10 May 2018

Social Europe: May’s Perpetual Brexit And Labour’s Forsaken Base

The Brexiters, and their followers who just want to be PM and are signaling to party members, have put their collective foot down over the Irish border. This could imply that May will have to finally break with the Brexiters. But first she will try to do what she has done since negotiations began, which is to find a fudge that is good enough for the EU and which just keeps the Brexiters on board. I have no idea if such a fudge is possible, but suppose she manages to achieve one and prevents a revolt from the rebels in her party, so we leave in 2019 as planned.

If that happens, we are in danger of having perpetual Brexit. A final deal cannot be fudged, and the reality is that no deal is possible that will keep the Brexiters happy and be acceptable to the EU. The stumbling block is the Irish border: the EU will not negotiate an FTA that requires a hard border, and the Brexiters will not accept either the UK staying in the Customs Union (CU) and SM for goods, or a border in the Irish Sea. A crunch point could come at the end of 2020, but to avoid that May will plead for an extension which the EU may grant. And so it will go on: perpetual Brexit.

In a strange way, it is in May’s interest for this to happen. No one thought she would last for more than a few years after the 2017 fiasco, but Brexit keeps her in place. The majority of the parliamentary party dare not allow her to go because they will get a Brexiter in her place, given that it is members who ultimately decide. Furthermore, the closer we get to 2022 the less the party will want a bust up over how transition ends, so she fights another election. [...]

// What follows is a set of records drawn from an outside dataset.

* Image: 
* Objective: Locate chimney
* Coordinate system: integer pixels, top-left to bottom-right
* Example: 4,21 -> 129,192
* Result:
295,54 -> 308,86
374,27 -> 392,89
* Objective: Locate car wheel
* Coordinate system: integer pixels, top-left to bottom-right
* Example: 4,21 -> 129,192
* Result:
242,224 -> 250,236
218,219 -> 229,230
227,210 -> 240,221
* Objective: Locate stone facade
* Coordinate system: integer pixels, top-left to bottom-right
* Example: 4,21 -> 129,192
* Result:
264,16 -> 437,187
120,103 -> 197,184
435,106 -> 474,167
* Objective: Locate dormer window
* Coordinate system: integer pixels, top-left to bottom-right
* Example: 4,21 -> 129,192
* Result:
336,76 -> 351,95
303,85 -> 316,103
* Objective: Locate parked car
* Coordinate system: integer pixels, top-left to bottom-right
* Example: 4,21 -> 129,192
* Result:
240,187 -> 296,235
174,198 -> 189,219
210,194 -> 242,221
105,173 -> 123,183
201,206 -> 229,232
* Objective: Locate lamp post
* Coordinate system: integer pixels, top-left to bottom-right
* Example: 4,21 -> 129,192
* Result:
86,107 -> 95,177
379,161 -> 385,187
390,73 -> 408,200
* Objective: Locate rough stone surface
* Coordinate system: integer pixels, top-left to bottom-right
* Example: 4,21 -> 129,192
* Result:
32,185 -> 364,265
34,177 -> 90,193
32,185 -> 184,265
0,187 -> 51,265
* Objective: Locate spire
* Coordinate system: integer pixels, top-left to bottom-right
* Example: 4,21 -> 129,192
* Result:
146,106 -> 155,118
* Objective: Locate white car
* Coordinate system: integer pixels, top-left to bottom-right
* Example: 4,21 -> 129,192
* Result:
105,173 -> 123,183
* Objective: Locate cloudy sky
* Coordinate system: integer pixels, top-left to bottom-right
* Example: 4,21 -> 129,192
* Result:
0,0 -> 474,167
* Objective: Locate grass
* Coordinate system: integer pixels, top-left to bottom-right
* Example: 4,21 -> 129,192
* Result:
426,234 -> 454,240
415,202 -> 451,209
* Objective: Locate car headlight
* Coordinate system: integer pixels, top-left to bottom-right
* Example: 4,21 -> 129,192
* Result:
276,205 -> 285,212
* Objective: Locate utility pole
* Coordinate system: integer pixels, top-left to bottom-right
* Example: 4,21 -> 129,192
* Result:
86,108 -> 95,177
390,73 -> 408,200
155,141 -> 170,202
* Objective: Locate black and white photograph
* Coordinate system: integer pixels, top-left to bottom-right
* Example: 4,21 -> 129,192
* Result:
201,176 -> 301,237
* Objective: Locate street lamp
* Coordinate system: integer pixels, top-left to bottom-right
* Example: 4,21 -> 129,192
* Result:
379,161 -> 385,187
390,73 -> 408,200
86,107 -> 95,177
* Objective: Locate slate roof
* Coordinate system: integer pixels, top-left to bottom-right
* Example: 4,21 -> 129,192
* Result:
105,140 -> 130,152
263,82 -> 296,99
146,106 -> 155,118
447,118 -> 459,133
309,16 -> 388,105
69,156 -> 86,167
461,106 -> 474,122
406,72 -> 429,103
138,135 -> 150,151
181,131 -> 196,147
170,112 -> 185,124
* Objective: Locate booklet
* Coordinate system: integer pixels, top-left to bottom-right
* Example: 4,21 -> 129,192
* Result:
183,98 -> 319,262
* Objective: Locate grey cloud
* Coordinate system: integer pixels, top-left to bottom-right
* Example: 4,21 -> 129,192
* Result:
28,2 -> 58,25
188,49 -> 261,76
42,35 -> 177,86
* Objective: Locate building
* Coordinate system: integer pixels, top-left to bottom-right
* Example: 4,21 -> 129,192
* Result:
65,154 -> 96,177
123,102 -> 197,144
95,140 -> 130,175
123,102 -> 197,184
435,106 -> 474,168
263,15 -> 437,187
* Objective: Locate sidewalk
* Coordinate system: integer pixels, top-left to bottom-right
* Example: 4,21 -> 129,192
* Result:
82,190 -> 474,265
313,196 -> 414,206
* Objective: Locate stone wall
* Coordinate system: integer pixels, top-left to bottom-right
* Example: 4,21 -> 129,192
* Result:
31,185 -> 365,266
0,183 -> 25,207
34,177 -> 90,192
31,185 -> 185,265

I think this is a mistake, although I am happy to have experts tell me otherwise. I think it is a mistake because you will lose more votes from disillusioned Remainers than you will gain from reassured Leavers, even when you allow for where each are in parliamentary seats. I keep being told that this is the Tories Brexit, but the moment Labour enable it they become complicit. If car factories in the North East go because we leave the SM, they cannot claim this is not our fault because we abstained on a vote that could have prevented this. Voting to stay in the SM indicates economic competence, which always matters in elections and particularly matters for Labour.